Since I’m (obviously) using git (more specifically GitLab) to manage my corpora, the idea of integrating XML linting as part of the CI process is fairly straight forward.

Thankfully, GitLab CI makes this extremely easy.

What do I need?

  • GitLab (Community Edition; a recent version)
  • At least one GitLab Runner (for sake of simplicity I’m running it in Shell executor mode)
  • libxml / xmllint on the runner

Okay, what now?

Create a new .gitlab-ci.yml file in your repository. The simplest possible configuration could look something like this:

xml_test:
    stage: test
    script: "xmllint --noout corpus/*.xml"

This will execute xmllint on all .xml files in /corpus during the testing phase of every CI build.

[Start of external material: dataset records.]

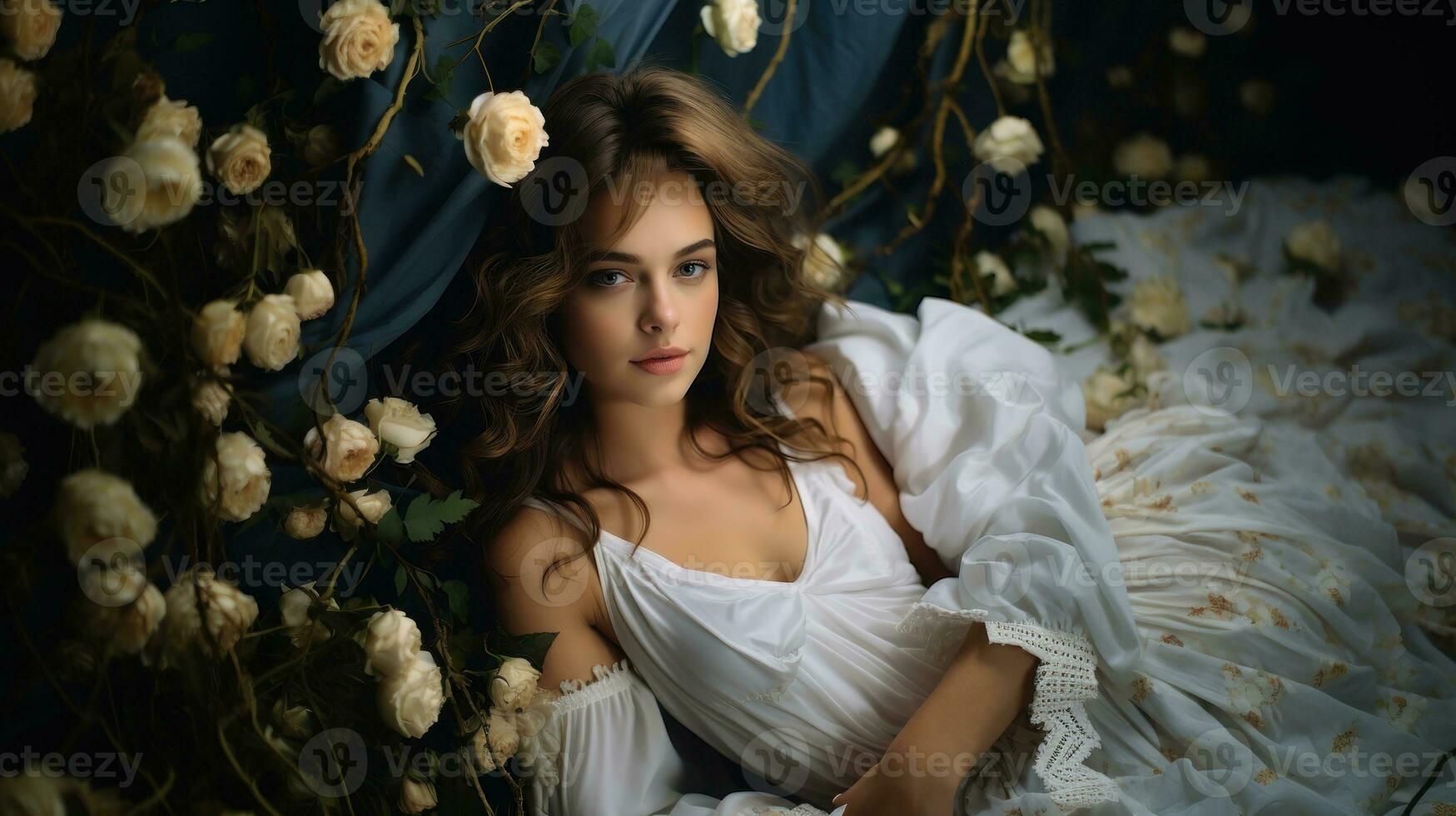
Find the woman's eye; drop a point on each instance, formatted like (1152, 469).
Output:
(597, 277)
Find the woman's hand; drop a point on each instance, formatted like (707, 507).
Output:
(899, 787)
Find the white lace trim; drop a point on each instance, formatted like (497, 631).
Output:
(1066, 678)
(610, 679)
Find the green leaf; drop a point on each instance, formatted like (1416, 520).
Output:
(427, 516)
(583, 25)
(459, 594)
(602, 56)
(191, 41)
(390, 528)
(546, 57)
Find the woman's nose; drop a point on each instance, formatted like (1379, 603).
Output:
(660, 315)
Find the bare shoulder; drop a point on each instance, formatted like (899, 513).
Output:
(545, 582)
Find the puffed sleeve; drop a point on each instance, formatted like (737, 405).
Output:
(983, 436)
(604, 751)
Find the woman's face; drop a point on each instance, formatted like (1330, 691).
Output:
(657, 287)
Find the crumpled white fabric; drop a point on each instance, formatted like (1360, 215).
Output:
(983, 435)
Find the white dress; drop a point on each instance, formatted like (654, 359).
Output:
(1216, 633)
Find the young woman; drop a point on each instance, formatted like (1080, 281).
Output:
(868, 555)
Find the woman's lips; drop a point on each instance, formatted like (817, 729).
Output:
(661, 365)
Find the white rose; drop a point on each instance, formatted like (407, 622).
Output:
(1143, 157)
(1002, 280)
(237, 477)
(217, 334)
(211, 400)
(293, 608)
(400, 423)
(305, 522)
(504, 136)
(882, 140)
(312, 293)
(272, 332)
(241, 159)
(89, 372)
(1193, 167)
(12, 464)
(321, 146)
(417, 796)
(174, 118)
(172, 184)
(17, 97)
(127, 629)
(824, 261)
(229, 612)
(1009, 145)
(514, 684)
(359, 38)
(1158, 305)
(373, 506)
(505, 740)
(410, 699)
(392, 641)
(93, 506)
(1314, 242)
(734, 23)
(31, 27)
(1187, 41)
(347, 449)
(1022, 62)
(1104, 392)
(1053, 227)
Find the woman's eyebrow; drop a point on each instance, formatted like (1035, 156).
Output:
(628, 258)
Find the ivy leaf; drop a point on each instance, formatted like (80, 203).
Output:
(191, 41)
(427, 516)
(602, 56)
(459, 594)
(546, 57)
(583, 25)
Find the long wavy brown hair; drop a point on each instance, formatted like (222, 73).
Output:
(606, 130)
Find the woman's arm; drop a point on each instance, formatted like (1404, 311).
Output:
(983, 689)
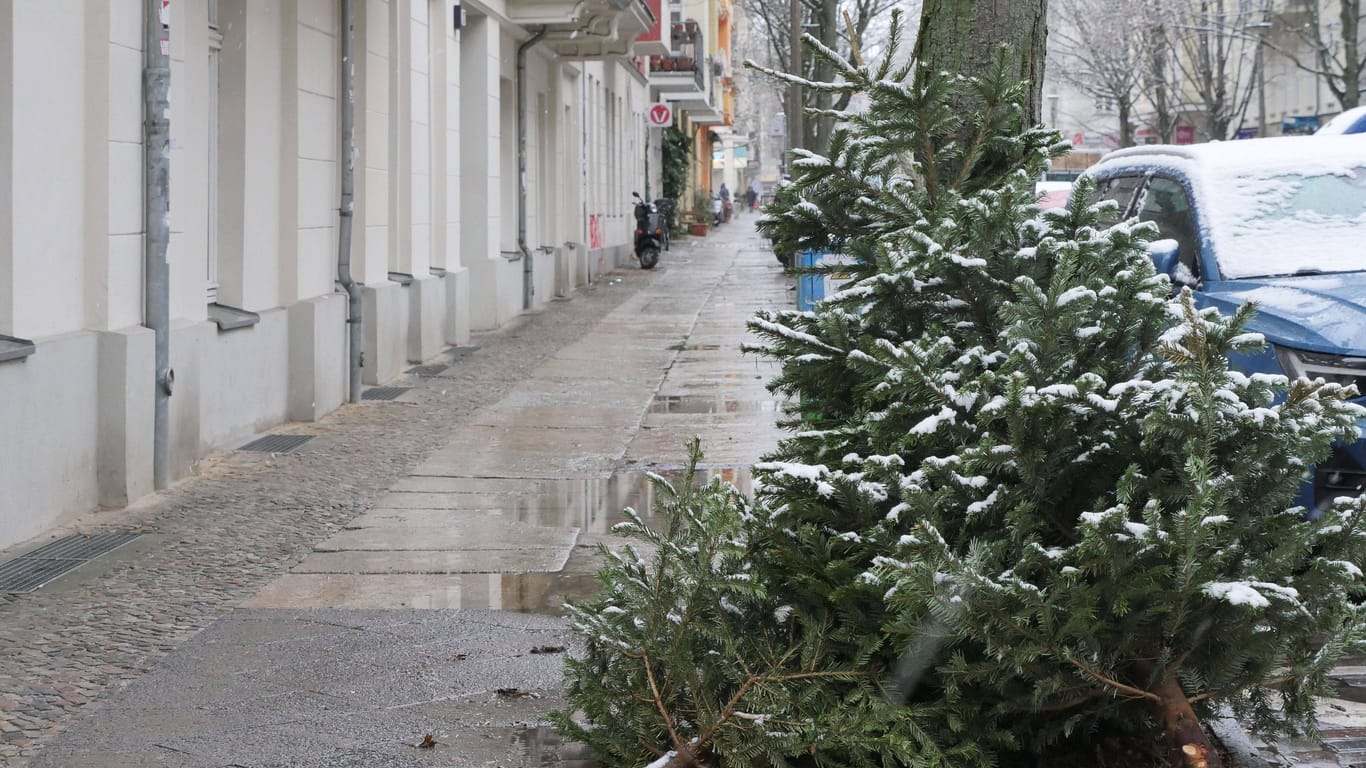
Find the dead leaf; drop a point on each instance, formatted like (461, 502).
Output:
(515, 693)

GitLab CI will look at the exit code of whatever has been plugged into script. If the exit code is 1, the build process will be marked as failed. If the exit code is 0, the build will pass.

Example

Let’s say we have missed a closing angle bracket in our XML file. GitLab CI will mark the build as failed:

GitLab CI Example - Failed

More specifically, the runner returns:

<testXML</test>
        ^
corpus/xml-test.xml:1: parser error : Couldn't find end of Start Tag testXML line 1
<testXML</test>
        ^
corpus/xml-test.xml:1: parser error : Extra content at the end of the document
<testXML</test>
        ^
ERROR: Job failed: exit status 1

After fixing the issue, the build will pass as expected: GitLab CI Example - Success

Conclusion

GitLab CI makes it very easy to integrate testing (in this case linting) to the CI process. For this particular case, a pre-commit hook could be the better alternative. However, integrating the linting into the CI process ensures correct XML even when collaborating with people that don’t (can’t) use the hook.